Re: hacking



On 23 Apr 2000, Miguel de Icaza wrote:

> 
> > Running port scanner software on my machine, I've noticed
> > ports opening / closing without prior knowlege to what they are and why
> > there opening / closing by themselves. IAD1,2&3 or some of them.
> > Could someone please shed some light.
> 
> They are either:
> 
> 	Session Manager sockets.
> 	ORBit sockets.

It is easy to disable ORBit listening on network sockets, and I suspect
that this is true for the session manager too, although I forget
how.  Last time this came up on the list, I think it was generally agreed
that having these services listening by default was a Very Bad Thing from
a security point of view.

Without wishing to reproduce the discussion again, the point was that only
a small minority of people will be making use of the network transparency
offered by ORBit.  Those that wish to make use of it will be more likely
to have sufficient security clue to understand the implications of
enabling these services.  As Gnome becomes more and more accesible to less
computer/security savvy people such services become a liability, risking
the reputation of Gnome, and the O/Ss it runs on.  

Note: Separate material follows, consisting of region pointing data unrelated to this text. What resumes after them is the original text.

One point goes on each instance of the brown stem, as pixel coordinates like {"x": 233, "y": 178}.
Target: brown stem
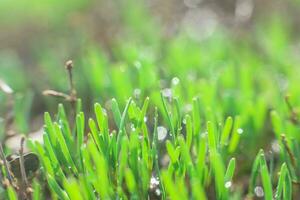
{"x": 288, "y": 149}
{"x": 3, "y": 158}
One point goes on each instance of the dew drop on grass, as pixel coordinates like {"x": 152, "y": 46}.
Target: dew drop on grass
{"x": 228, "y": 184}
{"x": 161, "y": 132}
{"x": 188, "y": 108}
{"x": 145, "y": 119}
{"x": 240, "y": 131}
{"x": 137, "y": 93}
{"x": 154, "y": 182}
{"x": 259, "y": 192}
{"x": 137, "y": 64}
{"x": 275, "y": 146}
{"x": 167, "y": 92}
{"x": 175, "y": 81}
{"x": 158, "y": 192}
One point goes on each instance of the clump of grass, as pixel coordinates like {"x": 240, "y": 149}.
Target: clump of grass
{"x": 126, "y": 162}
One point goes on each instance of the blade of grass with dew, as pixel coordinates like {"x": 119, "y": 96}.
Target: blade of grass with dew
{"x": 80, "y": 137}
{"x": 211, "y": 137}
{"x": 101, "y": 117}
{"x": 11, "y": 193}
{"x": 169, "y": 118}
{"x": 189, "y": 131}
{"x": 230, "y": 170}
{"x": 266, "y": 180}
{"x": 254, "y": 173}
{"x": 121, "y": 126}
{"x": 56, "y": 189}
{"x": 236, "y": 134}
{"x": 64, "y": 148}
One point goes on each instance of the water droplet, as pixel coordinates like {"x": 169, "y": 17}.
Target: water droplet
{"x": 188, "y": 108}
{"x": 275, "y": 146}
{"x": 137, "y": 93}
{"x": 175, "y": 81}
{"x": 240, "y": 131}
{"x": 137, "y": 64}
{"x": 161, "y": 132}
{"x": 158, "y": 192}
{"x": 145, "y": 119}
{"x": 228, "y": 184}
{"x": 259, "y": 192}
{"x": 167, "y": 92}
{"x": 154, "y": 182}
{"x": 243, "y": 9}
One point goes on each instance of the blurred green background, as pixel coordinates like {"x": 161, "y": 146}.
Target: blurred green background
{"x": 125, "y": 48}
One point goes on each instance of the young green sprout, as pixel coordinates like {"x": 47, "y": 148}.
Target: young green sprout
{"x": 72, "y": 95}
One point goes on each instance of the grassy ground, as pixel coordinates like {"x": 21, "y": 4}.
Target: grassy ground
{"x": 177, "y": 117}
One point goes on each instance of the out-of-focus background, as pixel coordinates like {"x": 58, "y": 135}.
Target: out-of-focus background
{"x": 37, "y": 37}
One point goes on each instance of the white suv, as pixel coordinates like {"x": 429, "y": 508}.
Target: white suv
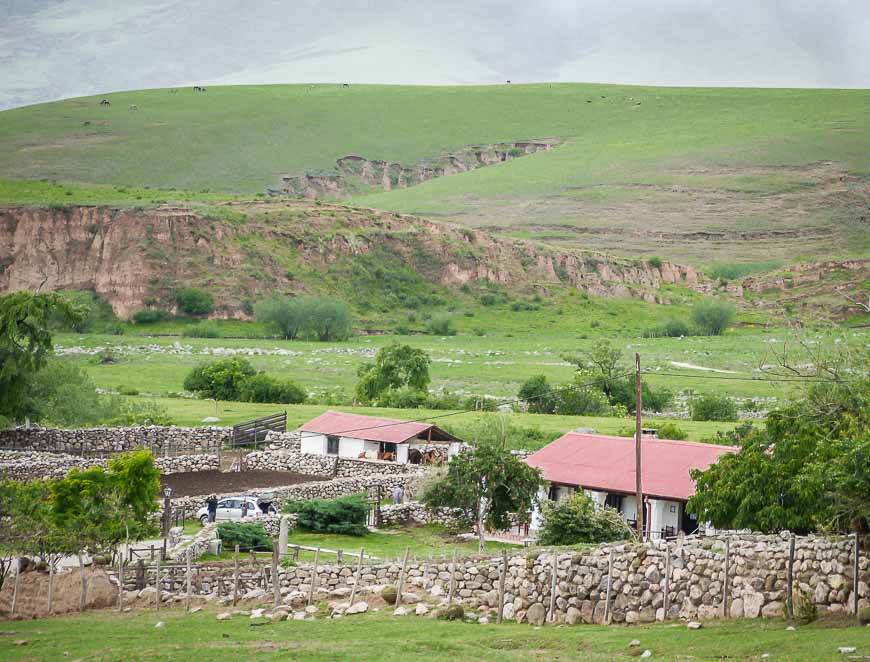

The reputation of Linux took a big hit (round here at any rate) a few
years back from RedHat's insistance on having imapd turned on in a default
installation, leading to Linux boxes being compromised via an imap daemon
that their admins didn't even know they were running.  As a result of this
and similar incidents, many colleges here impose heavy restrictions on the
connection of Linux boxes to the University network.

So, is there any good reason not to disallow remote ORBit connections by
default in the next release of Gnome?  Previous discussion of same issue:

http://www.geocrawler.com/mail/thread.php3?subject=GNOME+security&list=263

Apologies if this has already been done.